Personal information
- Born: 30 December 1985 (age 40) Katowice, Poland

Chess career
- Country: Poland
- Title: International Master (2005)
- FIDE rating: 2465 (July 2026)
- Peak rating: 2510 (October 2007)

= Jakub Czakon =

Polish chess player (born 1985)

Jakub Czakon (born 30 December 1985) is a Polish chess International Master (2005).

== Chess career ==
In 2004, in Środa Wielkopolska Jakub Czakon won silver medal in Polish Youth Chess Championship in U20 age group and took 3rd place in the Round-robin tournament in Legnica. A year earlier, he took 1st place in Swiss-system tournaments in Dobczyce and in Koszalin. In 2005 he single-handedly won in Koszalin. Jakub Czakon achieved further successes in the open chess tournaments played in 2006: he took 1st place in Castelldefels and Aschach an der Donau and shared 1st place in Görlitz and in Leutersdorf. In 2007 he shared 1st place in the open chess tournament in San Sebastián and won the tournament Konik Morski Rewal in Rewal.

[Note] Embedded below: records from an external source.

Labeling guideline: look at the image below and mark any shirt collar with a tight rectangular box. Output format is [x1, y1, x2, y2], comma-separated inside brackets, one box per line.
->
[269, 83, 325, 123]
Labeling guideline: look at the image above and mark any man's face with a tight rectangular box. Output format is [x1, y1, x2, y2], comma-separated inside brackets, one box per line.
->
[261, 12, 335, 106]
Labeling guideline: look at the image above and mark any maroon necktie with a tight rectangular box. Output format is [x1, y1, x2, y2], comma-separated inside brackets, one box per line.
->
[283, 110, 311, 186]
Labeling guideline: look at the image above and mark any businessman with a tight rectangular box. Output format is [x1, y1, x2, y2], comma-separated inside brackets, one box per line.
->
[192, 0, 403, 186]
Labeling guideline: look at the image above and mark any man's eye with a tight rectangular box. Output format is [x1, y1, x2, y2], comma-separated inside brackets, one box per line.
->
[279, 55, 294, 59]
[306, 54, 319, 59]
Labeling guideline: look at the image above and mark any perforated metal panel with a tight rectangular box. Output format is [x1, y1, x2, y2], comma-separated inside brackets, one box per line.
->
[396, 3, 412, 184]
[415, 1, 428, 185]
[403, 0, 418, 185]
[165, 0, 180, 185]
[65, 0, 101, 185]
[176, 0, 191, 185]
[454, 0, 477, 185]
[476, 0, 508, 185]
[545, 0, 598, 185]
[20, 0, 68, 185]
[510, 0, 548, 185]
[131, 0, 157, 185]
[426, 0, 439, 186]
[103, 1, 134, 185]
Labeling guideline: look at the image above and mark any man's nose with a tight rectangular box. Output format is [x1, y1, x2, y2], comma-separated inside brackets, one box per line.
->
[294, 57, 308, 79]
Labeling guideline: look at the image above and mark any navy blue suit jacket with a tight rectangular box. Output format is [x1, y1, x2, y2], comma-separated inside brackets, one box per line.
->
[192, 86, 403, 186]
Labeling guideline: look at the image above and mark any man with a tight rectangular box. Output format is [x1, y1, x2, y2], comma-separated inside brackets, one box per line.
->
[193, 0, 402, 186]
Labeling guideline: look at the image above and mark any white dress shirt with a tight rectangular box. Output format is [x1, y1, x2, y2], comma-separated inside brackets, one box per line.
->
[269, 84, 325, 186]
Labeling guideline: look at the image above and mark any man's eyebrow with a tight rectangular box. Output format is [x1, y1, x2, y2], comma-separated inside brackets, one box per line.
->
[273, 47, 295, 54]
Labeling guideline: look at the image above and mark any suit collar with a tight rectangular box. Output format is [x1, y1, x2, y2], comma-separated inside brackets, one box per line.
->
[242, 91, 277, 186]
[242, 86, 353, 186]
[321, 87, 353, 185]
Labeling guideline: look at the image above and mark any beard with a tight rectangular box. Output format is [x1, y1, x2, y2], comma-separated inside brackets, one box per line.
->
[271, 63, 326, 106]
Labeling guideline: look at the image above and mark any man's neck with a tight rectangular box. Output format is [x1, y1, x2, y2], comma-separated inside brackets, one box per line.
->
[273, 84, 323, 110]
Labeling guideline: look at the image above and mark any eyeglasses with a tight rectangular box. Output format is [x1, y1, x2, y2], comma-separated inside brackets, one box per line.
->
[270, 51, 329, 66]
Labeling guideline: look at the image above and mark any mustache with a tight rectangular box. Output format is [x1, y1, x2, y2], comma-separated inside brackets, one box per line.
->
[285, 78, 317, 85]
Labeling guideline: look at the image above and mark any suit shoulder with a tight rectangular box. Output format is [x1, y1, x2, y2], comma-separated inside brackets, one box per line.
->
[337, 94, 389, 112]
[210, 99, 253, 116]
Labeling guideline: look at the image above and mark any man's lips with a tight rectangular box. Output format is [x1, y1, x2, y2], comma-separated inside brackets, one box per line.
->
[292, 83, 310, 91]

Jakub Czakon twice participated in Polish Chess Championships (2008, 2013). He ten times participated in Polish Team Chess Championship (2004-2009, 2011, 2014–2015, 2017) and in 2006 won bronze medal with chess club JKSz MCKiS Jaworzno. In 2008, in Racibórz Jakub Czakon won Polish Blitz Chess Championship.

Jakub Czakon achieved the highest rating in his career so far on October 1, 2007, with a score of 2510 points, he was ranked 20th among Polish chess players.